How to Use This Tool

1
Paste or type a 5-field cron expression into the input box — for example */10 8-18 * * 1-5.
2
Read the plain-English translation that appears instantly below, checking each field parsed the way you intended.
3
Review the next five run times, shown in your browser's local timezone, and confirm the gaps between them match your expectation.
4
Not sure where to start? Click a preset (every 5 minutes, nightly, weekly, monthly) and adjust from there.

Common Use Cases

  • 💾
    Backup schedules. Verify a nightly backup job really fires at 2 am and not 2 pm — the run-time preview catches 12-hour mistakes before the missed-backup ticket does.
  • ☸️
    Kubernetes CronJobs. Paste the schedule from a CronJob manifest to confirm what it does before applying it to the cluster.
  • 🔁
    CI/CD pipelines. Check the schedule: trigger in GitHub Actions or GitLab CI so a "weekly" build doesn't silently run daily.
  • 🧹
    Maintenance windows. Build an expression that only fires inside an agreed window, such as Sundays between 1 am and 4 am, and prove it with the preview.
  • 🎓
    Learning cron. Students and juniors can experiment safely — change one field at a time and watch how the translation and run times shift.

Field Syntax Reference

  • ✳️
    * — any value. 5 — exactly 5. 1-5 — a range.
  • 🔢
    */15 — every 15th value (0, 15, 30, 45). 1-9/2 — steps within a range.
  • 📋
    1,15,30 — a list. Combine: 0,30 8-18 * * 1-5.
  • 📅
    Day-of-week: 0 or 7 = Sunday. Names work too: MON-FRI, JAN.

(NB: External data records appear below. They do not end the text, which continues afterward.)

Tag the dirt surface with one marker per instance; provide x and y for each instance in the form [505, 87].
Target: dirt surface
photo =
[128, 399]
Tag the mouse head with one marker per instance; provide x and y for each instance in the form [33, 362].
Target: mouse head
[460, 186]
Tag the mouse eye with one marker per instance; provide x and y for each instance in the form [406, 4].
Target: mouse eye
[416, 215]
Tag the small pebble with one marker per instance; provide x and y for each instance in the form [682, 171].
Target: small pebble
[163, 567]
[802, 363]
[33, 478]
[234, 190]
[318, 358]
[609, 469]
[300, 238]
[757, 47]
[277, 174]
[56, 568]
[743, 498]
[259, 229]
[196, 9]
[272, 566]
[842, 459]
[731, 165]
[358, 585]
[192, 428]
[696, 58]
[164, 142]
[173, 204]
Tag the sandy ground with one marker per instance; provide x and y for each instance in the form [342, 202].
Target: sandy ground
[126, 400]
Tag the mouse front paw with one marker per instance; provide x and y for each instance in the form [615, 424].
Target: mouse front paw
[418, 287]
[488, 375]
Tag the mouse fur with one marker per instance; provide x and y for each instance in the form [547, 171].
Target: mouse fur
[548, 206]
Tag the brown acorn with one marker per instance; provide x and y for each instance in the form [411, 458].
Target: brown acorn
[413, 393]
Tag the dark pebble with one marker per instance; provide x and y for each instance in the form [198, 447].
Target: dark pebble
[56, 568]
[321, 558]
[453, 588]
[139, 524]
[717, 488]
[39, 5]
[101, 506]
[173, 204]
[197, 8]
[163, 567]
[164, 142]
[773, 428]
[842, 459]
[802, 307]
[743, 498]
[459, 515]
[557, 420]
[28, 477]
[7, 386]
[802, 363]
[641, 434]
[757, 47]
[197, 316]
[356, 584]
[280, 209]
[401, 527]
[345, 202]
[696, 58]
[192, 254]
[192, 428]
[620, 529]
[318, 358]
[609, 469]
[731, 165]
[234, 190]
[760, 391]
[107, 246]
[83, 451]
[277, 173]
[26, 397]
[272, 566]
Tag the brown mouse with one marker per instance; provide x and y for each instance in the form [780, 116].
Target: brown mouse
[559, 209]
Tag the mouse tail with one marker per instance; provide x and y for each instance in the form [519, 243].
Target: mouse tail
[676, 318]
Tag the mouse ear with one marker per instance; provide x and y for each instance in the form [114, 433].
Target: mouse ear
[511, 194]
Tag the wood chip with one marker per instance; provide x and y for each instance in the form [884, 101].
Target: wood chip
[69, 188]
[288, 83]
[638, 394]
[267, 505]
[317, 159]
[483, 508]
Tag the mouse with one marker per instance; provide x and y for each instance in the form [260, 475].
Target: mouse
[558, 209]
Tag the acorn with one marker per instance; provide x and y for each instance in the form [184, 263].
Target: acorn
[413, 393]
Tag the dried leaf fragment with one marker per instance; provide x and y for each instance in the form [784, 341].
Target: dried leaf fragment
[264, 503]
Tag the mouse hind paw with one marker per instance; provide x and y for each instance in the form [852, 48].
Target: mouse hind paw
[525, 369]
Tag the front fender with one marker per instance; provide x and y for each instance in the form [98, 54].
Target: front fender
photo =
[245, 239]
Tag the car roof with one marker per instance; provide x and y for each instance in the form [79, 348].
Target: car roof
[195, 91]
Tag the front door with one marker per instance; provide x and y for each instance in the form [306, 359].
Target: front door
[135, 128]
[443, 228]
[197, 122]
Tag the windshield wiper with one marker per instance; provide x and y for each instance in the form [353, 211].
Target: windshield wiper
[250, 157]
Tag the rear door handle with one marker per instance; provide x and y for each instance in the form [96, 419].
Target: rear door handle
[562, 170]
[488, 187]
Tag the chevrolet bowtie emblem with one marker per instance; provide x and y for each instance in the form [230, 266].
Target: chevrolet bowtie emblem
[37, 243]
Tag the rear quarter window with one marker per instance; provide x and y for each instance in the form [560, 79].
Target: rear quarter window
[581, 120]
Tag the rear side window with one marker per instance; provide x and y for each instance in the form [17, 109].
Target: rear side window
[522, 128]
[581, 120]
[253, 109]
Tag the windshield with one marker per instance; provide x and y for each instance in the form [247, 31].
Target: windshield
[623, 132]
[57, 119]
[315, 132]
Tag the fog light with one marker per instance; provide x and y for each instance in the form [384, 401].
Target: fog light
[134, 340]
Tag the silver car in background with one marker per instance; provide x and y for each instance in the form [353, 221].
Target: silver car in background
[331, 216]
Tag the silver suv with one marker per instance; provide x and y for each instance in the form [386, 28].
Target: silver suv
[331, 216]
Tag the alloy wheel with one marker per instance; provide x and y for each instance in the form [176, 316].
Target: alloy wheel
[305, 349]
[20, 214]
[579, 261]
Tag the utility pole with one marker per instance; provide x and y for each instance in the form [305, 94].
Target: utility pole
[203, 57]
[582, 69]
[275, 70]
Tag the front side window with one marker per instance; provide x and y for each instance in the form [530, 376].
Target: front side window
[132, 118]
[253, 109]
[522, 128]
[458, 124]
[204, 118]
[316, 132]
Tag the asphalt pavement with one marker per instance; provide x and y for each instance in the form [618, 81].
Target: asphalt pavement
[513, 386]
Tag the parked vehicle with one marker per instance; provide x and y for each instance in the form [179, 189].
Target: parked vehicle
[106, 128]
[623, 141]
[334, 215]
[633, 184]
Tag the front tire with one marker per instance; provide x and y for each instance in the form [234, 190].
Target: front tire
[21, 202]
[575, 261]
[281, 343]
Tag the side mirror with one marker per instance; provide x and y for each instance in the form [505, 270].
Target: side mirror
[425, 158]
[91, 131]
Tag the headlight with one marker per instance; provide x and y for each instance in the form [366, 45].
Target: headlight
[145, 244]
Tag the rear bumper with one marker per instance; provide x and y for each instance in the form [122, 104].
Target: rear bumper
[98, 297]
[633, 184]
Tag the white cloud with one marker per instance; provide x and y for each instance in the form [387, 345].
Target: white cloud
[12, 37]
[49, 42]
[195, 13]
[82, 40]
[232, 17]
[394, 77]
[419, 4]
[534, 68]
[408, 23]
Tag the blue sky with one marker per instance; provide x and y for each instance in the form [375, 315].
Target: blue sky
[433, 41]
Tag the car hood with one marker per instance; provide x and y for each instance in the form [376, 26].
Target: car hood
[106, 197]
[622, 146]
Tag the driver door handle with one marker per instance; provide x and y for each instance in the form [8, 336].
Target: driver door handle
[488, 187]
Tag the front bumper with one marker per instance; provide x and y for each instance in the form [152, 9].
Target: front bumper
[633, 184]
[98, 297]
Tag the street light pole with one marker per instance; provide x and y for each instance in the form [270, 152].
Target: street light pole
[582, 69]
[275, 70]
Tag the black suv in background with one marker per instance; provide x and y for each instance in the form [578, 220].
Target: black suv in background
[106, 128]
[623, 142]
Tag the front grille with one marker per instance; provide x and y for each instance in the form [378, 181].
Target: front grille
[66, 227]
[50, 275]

Frequently Asked Questions

Why did my job run twice as often as expected?
Usually a step value applied to the wrong field. */5 * * * * is every 5 minutes, but * */5 * * * runs every minute of every 5th hour — 60 runs where you expected one. The plain-English translation makes this mistake obvious.
Do cron jobs catch up if the server was off at the scheduled time?
Standard cron does not — a missed run is simply skipped. If you need catch-up behaviour, use anacron (common on laptops) or a scheduler with misfire handling; don't try to encode it in the expression.
What timezone do the run times use?
This preview uses your browser’s local timezone. The real job runs in the timezone of the server’s cron daemon — a common source of “it ran at the wrong hour” tickets, especially across daylight-saving changes.
Does this support 6-field (seconds) cron?
This tool covers the standard 5-field format used by crontab and most schedulers. Quartz-style expressions with a seconds field or ? symbols vary by product — consult that product’s documentation.
Why does @daily not work here?
Shortcuts like @daily and @hourly are crontab aliases, not part of the field syntax. Use the equivalent expression: @daily = 0 0 * * *, @hourly = 0 * * * *.